Maintenant, il est vrai, que le Seigneur est humain comme nous, parce qu’il partage pleinement notre humanité, il devient faible comme nous, divin et humain ensemble. Un Dieu proche et abordable, notre ami. Thérèse, voyant que dans la prière il se faisait si fuyant, lui dit en toute liberté et décontracté : « Si je pouvais me cacher de vous quand vous me cherchez avec amour, comme vous vous cachez quand je vous cherche, vous ne pourriez pas tolérer ce changement d’attitude. Alors, Seigneur, restez aux pactes et ne traitez pas ainsi celui qui vous aime tant ». Et tout comme au Seigneur lui demande cette proximité et cette cordialité, elle est contrariée quand elle observe parmi la royauté, nobles et seigneurs tout un appareil d’apparences et de cérémonies qui rendent si difficile la relation authentique et vraie, réalité insupportable pour elle, qui voulait vivre une saine liberté d’esprit.
Oui, Teresa plaisante même avec Dieu. On raconte qu’après s’être cassé un bras, roulant en bas des escaliers au couvent de l’Incarnation, il se plaignit à notre Seigneur et Jésus lui répondit : « C’est ainsi que je traite mes amis», alors, Thérèse ajouta : «C’est pourquoi tu as si peu».
Il est beau de parler avec Dieu de cette façon, quand nous nous rendons compte, même sur les hauteurs de la vie mystique, que notre Dieu est « affable » et qu’il faut donc l’imiter. Affabilité d’un Dieu qui parle et qui aime communiquer et que nous dialoguions avec Lui, c’est la prière la plus simple : traiter avec Lui comme avec un père, comme avec un ami. C’est pourquoi les saints, imitateurs de Dieu ami, doivent être aimables, afin que les gens «ne soient pas effrayés par la vertu ». « Plus elles sont saintes, plus elles doivent être gentilles avec les gens » (dedans et dehors) conseille Thérèse à ses sœurs. « Tristesse et mélancolie, je ne la veux pas chez moi » c’est justement un dicton qu’on a attribué à Ste Thérèse, bien que très probablement ne soit pas exclusive à elle.

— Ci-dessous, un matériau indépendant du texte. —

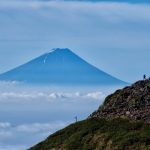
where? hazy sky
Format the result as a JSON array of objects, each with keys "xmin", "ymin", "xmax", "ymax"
[{"xmin": 0, "ymin": 0, "xmax": 150, "ymax": 82}]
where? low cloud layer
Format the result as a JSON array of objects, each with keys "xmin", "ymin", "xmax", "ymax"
[
  {"xmin": 0, "ymin": 91, "xmax": 105, "ymax": 103},
  {"xmin": 0, "ymin": 121, "xmax": 68, "ymax": 150}
]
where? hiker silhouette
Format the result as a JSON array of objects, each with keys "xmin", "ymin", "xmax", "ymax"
[{"xmin": 143, "ymin": 74, "xmax": 146, "ymax": 80}]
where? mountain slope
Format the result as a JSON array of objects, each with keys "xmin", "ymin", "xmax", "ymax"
[
  {"xmin": 29, "ymin": 80, "xmax": 150, "ymax": 150},
  {"xmin": 90, "ymin": 79, "xmax": 150, "ymax": 124},
  {"xmin": 0, "ymin": 48, "xmax": 125, "ymax": 84}
]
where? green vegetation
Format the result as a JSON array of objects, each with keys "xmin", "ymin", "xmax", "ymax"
[{"xmin": 30, "ymin": 118, "xmax": 150, "ymax": 150}]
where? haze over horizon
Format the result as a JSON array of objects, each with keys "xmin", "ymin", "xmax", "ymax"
[{"xmin": 0, "ymin": 0, "xmax": 150, "ymax": 82}]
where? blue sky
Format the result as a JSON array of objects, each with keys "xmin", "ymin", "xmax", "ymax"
[{"xmin": 0, "ymin": 0, "xmax": 150, "ymax": 82}]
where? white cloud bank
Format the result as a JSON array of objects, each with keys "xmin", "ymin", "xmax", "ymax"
[
  {"xmin": 0, "ymin": 121, "xmax": 69, "ymax": 150},
  {"xmin": 0, "ymin": 91, "xmax": 105, "ymax": 103}
]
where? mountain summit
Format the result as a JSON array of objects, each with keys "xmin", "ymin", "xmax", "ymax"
[{"xmin": 0, "ymin": 48, "xmax": 125, "ymax": 85}]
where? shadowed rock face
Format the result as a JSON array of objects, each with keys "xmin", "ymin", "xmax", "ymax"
[{"xmin": 89, "ymin": 79, "xmax": 150, "ymax": 123}]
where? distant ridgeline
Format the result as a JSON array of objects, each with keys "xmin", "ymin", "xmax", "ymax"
[
  {"xmin": 0, "ymin": 48, "xmax": 126, "ymax": 85},
  {"xmin": 29, "ymin": 80, "xmax": 150, "ymax": 150}
]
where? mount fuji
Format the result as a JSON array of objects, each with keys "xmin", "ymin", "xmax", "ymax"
[{"xmin": 0, "ymin": 48, "xmax": 125, "ymax": 85}]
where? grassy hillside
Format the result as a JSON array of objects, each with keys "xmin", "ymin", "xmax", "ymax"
[{"xmin": 30, "ymin": 118, "xmax": 150, "ymax": 150}]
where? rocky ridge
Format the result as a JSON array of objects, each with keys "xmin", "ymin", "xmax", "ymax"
[{"xmin": 89, "ymin": 79, "xmax": 150, "ymax": 123}]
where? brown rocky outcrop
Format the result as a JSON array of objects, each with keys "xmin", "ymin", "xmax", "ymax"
[{"xmin": 89, "ymin": 79, "xmax": 150, "ymax": 123}]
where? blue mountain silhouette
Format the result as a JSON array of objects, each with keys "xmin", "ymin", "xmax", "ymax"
[{"xmin": 0, "ymin": 48, "xmax": 125, "ymax": 85}]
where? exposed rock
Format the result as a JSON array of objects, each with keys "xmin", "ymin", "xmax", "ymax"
[{"xmin": 89, "ymin": 79, "xmax": 150, "ymax": 123}]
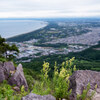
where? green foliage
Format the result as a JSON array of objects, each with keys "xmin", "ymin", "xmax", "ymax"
[
  {"xmin": 0, "ymin": 80, "xmax": 28, "ymax": 100},
  {"xmin": 77, "ymin": 83, "xmax": 97, "ymax": 100},
  {"xmin": 33, "ymin": 58, "xmax": 76, "ymax": 99},
  {"xmin": 0, "ymin": 81, "xmax": 14, "ymax": 100},
  {"xmin": 25, "ymin": 75, "xmax": 34, "ymax": 91}
]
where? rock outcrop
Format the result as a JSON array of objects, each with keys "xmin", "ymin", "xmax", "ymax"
[
  {"xmin": 70, "ymin": 70, "xmax": 100, "ymax": 100},
  {"xmin": 0, "ymin": 62, "xmax": 28, "ymax": 90},
  {"xmin": 22, "ymin": 93, "xmax": 56, "ymax": 100},
  {"xmin": 8, "ymin": 64, "xmax": 28, "ymax": 90}
]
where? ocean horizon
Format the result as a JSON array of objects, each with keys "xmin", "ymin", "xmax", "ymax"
[{"xmin": 0, "ymin": 19, "xmax": 47, "ymax": 38}]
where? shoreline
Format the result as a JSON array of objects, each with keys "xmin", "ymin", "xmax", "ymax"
[
  {"xmin": 6, "ymin": 22, "xmax": 48, "ymax": 40},
  {"xmin": 1, "ymin": 20, "xmax": 48, "ymax": 40}
]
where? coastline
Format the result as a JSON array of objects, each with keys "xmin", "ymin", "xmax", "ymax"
[{"xmin": 1, "ymin": 20, "xmax": 48, "ymax": 39}]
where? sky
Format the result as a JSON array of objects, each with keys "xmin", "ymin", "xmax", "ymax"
[{"xmin": 0, "ymin": 0, "xmax": 100, "ymax": 18}]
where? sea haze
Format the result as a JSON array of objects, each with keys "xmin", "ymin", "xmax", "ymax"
[{"xmin": 0, "ymin": 20, "xmax": 47, "ymax": 38}]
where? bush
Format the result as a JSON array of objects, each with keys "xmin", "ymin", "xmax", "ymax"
[{"xmin": 32, "ymin": 58, "xmax": 76, "ymax": 99}]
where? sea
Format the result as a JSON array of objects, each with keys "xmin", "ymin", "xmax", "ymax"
[{"xmin": 0, "ymin": 20, "xmax": 47, "ymax": 38}]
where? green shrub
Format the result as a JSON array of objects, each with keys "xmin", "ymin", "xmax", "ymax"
[{"xmin": 33, "ymin": 58, "xmax": 76, "ymax": 99}]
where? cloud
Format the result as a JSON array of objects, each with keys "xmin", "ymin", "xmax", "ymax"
[{"xmin": 0, "ymin": 0, "xmax": 100, "ymax": 18}]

« N’ayez pas peur, disait-il à ses sœurs, de montrer votre joie», afin que ceux qui vous regardent aiment votre façon de vivre et ne s’effraient pas de la vie chrétienne; c’est-à-dire on peut évangéliser en montrant la joie et la beauté de votre vie. Les gens devraient être jaloux du fait d’avoir choisi de suivre le Christ dans la vie contemplative. On raconte qu’à une certaine occasion, elle était près de la porte du couvent et éclatait de rire. Une nonne un peu scrupuleuse dit : « Mère, les gens qui sont dehors seront scandalisés de vous entendre rire si ouvertement », à quoi Thérèse répondit : « Mieux vaut nous entendre rire que pleurer ». Et à une femme qui s’est approchée un peu triste et soucieuse de dire à la Mère : « qui sait combien de pénitences vos sœurs feront en ce moment », Thérèse a répondu : « En ce moment, elles préparent une comédie pour les fêtes de Noël ». Voici quelques exemples de la façon dont les saints savent rire, célébrer et célébrer la joie que Dieu a placée dans nos cœurs. Alors vivons dans la joie, parce que Dieu, joie immense, incarnation de tous les mystères, nous veut joyeux, plein de Lui, lumière, joie et joie éternelle.